Nevada land leases

Nevada land leases


Buyers snapped up 29 federal land leases totaling more than 56 square miles in a northeastern Nevada area that could become the state’s first oil-shale fracking site.

U.S. Bureau of Land Management geologist Lorenzo Trimble told the Las Vegas Review-Journal the Elko County oil and gas leases sold for $1.27 million to six different companies. The auction took place in Reno. The leases are near where Houston-based Noble Energy Inc. wants to drill for oil and natural gas on 40,000 acres of public and private land near the town of Wells.

Company appeals rejection


A gas-drilling company is appealing the rejection of an application by a western Pennsylvania township.

The Observer-Reporter of Washington, Pa., reported in March that Range Resources has filed the appeal of Robinson Township’s rejection of two well permits.

The township’s supervisors say Range hasn’t properly answered questions about site plans, noise standards and other township rules. Range contends it has met the same requirements for the new wells as it has for three others the company drilled in the township southwest of Pittsburgh in 2010. Range says it filed the appeals to protect its rights to do so but expects the issue to be decided in a separate legal case.

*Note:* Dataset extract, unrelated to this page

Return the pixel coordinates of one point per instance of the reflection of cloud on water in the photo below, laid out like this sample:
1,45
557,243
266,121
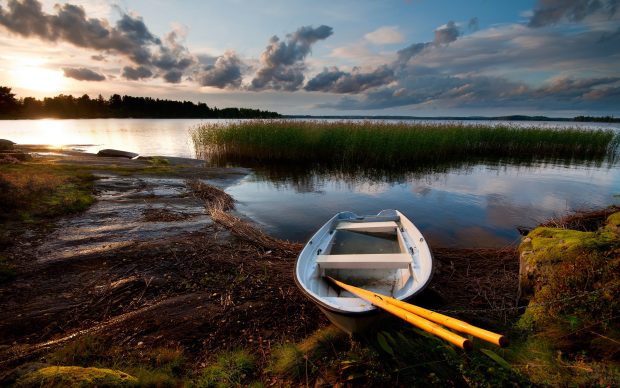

Malfunctioning well capped


Workers have capped a malfunctioning natural-gas well in northeastern Pennsylvania that spilled wastewater and prompted evacuations.

Officials say the well began malfunctioning March 14 and worsened overnight, spilling hundreds of gallons of wastewater a minute. About 5,400 barrels of the fluid were captured in tanks.

Three families who evacuated overnight have since been allowed to return. The Times-Tribune of Scranton, Pa., said state environmental crews have not detected any volatile chemicals or methane in the air surrounding the well. Houston-based Carrizo Oil & Gas Inc. owns the well in Washington Township. The incident is being investigated.

Fracking vote delayed


An Illinois House committee has delayed voting on a measure that would regulate hydraulic fracturing, or fracking, in the state.

Backers of the measure that would regulate this high-volume gas and oil drilling practice announced in March that they have agreed on the fees and extraction taxes that drillers would pay to the state.

Industry operators will pay $13,000 per well to help fund the state’s regulatory program. They’ll also pay a 3 percent per barrel “severance” tax during the first two years of operation, and higher taxes then on.